The Destroyer: World's Greatest Masked-Man (Part II of II)

The Interview Series

"One time we came out and out front they were building the Shuto Expressway to go to Haneda [Airport] for the Olympic Games in '64. It was wintertime, December, so it was cold," The Destroyer says of a particular night in 1963 after a few beers and dinner at his favorite Italian restaurant in Tokyo. "And all these Japanese workers were sitting around a coal fire. They were hitting something with a sledgehammer. So Ilio Dipaolo, who was big and strong, grabs that sledgehammer and busts it down."

The construction lesson The Destroyer is speaking of took place during his first return to Japan after his initial confrontation with Rikidozan in May of the same year. He and Ilio were in town for six-man team matches that took place in Tokyo, Osaka, and Hamamatsu. They were the participants in more of the continuing series of bouts pitting Japanese against foreigners. Buddy Austin rounded out the card for the gaijin side with Michiaki Yoshimura, The Great Togo, and, of course, Rikidozan representing the Japanese. Unknown to the Japanese fans though was that The Great Togo wasn't Japanese at all.

A number of wrestlers born in the US, including Mr. Moto and Kenji Shibuya, became wrestling stars in the US because of their Japanese roots. The Destroyer says of The Great Togo, "He was from LA but he lived in Texas. In the early '50s [in the US], he was a big star because he was [of] Japanese [ancestry]. Guys that were Germans and Japanese were the heels." Thus, the appeal of watching a native son battle a wrestler from a former WWII enemy country was not just appealing to the Japanese. Still, when The Great Togo came to Japan to wrestle, he checked his US passport at the door.

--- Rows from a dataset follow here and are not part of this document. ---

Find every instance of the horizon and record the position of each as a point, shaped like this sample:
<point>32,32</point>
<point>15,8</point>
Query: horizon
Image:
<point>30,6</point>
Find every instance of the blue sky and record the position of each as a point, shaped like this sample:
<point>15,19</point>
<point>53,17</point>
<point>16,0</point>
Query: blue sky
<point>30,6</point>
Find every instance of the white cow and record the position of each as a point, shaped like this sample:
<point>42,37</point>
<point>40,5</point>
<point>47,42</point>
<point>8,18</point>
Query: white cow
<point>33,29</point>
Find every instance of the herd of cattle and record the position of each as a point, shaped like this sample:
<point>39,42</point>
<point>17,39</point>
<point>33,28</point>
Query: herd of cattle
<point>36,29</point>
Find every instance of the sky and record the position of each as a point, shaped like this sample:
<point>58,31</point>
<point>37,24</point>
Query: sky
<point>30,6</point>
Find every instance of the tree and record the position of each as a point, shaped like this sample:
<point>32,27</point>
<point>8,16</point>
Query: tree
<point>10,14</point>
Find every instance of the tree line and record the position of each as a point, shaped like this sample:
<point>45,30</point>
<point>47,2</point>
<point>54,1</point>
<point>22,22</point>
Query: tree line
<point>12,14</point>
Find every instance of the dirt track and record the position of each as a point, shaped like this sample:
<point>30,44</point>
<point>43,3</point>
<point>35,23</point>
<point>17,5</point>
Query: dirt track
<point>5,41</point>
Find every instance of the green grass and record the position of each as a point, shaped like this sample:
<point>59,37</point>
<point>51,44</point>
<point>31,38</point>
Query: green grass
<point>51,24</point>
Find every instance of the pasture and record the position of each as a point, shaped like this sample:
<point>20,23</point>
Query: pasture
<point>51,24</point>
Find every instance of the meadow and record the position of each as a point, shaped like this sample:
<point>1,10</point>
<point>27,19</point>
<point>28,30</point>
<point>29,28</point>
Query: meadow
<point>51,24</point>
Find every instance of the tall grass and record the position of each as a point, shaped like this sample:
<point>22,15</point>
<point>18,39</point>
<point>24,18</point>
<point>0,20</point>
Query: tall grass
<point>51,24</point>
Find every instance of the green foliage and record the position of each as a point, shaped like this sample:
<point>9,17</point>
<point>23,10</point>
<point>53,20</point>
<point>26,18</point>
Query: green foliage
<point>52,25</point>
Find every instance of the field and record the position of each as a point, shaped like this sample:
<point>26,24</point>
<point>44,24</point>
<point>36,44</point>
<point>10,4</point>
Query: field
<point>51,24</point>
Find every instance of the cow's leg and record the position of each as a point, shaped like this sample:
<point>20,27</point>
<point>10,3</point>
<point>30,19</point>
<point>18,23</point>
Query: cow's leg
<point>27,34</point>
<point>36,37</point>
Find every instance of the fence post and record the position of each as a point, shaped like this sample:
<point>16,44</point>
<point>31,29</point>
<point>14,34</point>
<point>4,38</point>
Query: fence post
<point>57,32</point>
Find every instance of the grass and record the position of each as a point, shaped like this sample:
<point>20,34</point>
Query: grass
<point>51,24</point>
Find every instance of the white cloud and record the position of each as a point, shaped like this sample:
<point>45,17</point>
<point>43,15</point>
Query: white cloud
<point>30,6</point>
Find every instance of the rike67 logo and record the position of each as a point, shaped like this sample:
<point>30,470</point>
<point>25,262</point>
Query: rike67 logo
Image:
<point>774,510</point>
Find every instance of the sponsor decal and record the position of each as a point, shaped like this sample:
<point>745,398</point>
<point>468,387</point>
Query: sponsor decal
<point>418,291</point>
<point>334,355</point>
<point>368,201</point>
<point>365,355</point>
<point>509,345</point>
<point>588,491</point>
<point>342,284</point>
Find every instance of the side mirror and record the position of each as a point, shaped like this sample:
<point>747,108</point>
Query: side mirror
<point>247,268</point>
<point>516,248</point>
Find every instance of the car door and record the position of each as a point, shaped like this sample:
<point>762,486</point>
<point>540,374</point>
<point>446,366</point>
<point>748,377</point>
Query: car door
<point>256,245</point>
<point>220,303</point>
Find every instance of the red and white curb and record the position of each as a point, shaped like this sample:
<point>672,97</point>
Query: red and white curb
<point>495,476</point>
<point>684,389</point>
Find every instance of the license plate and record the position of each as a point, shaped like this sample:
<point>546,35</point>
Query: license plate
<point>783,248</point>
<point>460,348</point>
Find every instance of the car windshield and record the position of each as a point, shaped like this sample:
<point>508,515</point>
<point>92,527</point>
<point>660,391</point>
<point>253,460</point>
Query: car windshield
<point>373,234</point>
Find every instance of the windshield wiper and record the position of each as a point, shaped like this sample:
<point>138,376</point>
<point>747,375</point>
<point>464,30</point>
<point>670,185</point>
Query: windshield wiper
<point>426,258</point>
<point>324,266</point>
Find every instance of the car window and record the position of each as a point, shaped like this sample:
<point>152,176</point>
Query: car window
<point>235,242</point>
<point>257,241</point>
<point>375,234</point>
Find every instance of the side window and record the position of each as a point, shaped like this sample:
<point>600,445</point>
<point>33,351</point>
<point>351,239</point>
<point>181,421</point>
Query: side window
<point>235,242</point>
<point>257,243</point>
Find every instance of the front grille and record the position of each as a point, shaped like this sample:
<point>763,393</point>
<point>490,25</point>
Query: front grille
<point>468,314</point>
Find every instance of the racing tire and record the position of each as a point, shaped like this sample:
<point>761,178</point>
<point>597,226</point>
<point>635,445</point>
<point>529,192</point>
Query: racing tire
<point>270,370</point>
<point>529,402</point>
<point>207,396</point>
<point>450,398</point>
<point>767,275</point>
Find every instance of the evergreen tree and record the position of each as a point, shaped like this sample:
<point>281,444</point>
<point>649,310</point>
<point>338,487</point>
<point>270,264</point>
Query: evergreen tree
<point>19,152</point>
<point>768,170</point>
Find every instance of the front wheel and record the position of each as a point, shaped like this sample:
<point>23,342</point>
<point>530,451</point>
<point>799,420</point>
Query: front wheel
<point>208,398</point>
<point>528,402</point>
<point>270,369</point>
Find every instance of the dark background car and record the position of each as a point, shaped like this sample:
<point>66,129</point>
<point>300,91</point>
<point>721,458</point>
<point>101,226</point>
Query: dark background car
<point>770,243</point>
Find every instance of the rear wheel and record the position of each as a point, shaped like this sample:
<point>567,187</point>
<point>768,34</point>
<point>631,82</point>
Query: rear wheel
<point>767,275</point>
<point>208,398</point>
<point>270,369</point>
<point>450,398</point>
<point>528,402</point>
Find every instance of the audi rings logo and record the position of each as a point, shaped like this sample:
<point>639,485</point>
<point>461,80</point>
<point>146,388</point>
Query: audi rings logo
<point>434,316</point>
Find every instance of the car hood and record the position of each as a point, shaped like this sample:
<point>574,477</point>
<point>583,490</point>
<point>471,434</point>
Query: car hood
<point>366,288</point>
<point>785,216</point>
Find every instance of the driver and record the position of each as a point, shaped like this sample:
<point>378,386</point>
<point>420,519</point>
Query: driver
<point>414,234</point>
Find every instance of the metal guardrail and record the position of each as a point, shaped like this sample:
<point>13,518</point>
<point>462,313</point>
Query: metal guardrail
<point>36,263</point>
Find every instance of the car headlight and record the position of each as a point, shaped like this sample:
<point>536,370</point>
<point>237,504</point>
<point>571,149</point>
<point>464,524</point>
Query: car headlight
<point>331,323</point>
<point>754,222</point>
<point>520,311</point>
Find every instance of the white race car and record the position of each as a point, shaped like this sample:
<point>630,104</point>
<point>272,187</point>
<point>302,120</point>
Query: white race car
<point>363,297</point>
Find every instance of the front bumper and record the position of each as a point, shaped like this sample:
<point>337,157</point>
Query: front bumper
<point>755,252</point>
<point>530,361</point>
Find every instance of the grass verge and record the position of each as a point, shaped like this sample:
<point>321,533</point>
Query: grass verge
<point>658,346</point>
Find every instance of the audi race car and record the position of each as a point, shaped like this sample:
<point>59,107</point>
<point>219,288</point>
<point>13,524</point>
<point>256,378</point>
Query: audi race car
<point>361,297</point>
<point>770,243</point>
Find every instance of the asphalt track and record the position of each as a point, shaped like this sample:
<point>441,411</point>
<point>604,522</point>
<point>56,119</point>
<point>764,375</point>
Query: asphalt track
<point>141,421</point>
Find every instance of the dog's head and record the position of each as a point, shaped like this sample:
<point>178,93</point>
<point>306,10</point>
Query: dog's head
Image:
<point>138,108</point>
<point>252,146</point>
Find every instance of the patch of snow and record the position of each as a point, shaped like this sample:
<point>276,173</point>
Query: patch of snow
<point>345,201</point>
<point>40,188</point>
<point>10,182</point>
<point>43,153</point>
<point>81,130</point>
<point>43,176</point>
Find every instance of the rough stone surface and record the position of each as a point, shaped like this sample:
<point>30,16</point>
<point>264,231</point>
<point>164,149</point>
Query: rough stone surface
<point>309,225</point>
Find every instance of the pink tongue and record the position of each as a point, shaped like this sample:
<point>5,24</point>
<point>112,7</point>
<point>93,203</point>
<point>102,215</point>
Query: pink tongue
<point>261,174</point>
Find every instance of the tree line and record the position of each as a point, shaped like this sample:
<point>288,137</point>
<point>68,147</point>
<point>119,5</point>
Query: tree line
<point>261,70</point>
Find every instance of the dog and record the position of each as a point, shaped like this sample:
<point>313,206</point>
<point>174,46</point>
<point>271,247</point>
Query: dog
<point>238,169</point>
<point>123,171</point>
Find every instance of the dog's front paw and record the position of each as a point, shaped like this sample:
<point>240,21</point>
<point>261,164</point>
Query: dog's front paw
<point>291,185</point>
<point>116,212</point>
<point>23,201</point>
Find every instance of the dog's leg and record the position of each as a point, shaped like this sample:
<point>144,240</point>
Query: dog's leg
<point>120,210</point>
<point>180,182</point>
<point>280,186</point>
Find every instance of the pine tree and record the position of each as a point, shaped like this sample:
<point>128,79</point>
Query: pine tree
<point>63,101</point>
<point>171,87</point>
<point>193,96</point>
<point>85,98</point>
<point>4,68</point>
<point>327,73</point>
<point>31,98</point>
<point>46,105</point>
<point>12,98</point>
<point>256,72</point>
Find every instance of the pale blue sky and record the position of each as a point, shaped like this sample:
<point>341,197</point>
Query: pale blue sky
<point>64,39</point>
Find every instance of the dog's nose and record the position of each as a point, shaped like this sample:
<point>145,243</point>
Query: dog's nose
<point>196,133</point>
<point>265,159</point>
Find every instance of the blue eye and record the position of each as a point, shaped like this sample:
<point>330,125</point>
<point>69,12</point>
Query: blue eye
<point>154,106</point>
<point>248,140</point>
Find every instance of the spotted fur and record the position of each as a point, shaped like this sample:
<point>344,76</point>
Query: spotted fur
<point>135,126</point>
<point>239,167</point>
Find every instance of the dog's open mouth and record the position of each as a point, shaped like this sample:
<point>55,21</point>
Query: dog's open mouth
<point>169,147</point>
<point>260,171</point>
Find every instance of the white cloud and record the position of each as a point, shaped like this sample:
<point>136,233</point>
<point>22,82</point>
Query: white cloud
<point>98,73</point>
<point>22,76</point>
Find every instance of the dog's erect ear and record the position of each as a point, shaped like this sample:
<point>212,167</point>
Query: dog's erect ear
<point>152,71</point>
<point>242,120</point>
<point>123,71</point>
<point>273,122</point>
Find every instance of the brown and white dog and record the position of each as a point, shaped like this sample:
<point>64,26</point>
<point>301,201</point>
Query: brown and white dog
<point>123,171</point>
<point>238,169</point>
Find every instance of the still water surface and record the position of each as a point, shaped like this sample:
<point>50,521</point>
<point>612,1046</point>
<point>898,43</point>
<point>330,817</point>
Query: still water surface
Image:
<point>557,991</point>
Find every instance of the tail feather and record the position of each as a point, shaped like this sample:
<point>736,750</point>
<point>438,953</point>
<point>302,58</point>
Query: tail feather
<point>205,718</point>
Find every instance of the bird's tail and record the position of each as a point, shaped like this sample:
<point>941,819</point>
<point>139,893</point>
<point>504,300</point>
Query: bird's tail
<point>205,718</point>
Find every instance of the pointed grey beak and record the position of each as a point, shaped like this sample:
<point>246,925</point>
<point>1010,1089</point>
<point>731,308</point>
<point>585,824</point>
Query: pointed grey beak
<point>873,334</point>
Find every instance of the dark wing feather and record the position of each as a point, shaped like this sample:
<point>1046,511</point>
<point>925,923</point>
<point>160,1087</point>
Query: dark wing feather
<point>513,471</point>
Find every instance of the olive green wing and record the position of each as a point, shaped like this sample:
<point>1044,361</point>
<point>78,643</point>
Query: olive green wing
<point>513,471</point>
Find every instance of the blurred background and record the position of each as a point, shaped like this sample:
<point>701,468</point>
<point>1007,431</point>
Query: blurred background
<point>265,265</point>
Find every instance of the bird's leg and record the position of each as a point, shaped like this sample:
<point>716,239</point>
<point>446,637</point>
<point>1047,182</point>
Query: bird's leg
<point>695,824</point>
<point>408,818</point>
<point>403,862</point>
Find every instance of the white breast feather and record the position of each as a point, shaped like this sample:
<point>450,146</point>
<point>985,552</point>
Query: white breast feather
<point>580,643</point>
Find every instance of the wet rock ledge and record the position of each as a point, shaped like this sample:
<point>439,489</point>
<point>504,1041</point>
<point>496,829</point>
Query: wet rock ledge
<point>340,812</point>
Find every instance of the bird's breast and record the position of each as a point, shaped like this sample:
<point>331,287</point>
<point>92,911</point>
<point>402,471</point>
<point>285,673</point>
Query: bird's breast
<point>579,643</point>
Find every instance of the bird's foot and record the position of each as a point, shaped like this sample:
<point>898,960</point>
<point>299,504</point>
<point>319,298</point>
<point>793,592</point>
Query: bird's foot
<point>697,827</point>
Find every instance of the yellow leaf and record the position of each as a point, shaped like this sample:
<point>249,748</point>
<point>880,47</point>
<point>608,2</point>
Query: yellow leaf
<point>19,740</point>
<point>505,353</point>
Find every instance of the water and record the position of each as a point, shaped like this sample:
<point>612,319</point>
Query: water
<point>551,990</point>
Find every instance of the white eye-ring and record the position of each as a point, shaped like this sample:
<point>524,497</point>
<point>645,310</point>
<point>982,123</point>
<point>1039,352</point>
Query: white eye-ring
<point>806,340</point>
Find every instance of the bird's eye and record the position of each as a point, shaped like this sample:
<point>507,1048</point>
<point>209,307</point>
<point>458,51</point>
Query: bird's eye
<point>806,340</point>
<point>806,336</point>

"The Great Togo wasn't allowed to come into the room," The Destroyer remembers of a sayonara party thrown for the three foreign wrestlers by Rikidozan after the final match in Hamamatsu. "We [the foreign wrestlers] were inside with Rikidozan, drinking beer and eating sushi. On the edge of the room were the Japanese wrestlers, kneeling. Even Togo, just watching."

This military-like discipline was a characteristic of Rikidozan's philosophy concerning wrestling. "He was a very tough and mean individual," The Destroyer says of Rikidozan. "He wanted wrestling - and his wrestlers - to be tough like he was."

Giant Baba told The Destroyer that Rikidozan would sit in the Japanese dressing room with a whip-like stick and he'd make the Japanese wrestlers stand in a circle and do 1,000 squats. "Japanese always had great thighs because of this," The Destroyer claims. "Then if someone did something wrong, he'd make them do 2,000. Then some nights they'd do 3,000. Baba told me how they used to cheat on him. The guys that were behind him [Rikidozan] would just count: ichi, ni, san, shi... But they weren't doing them [the squats]."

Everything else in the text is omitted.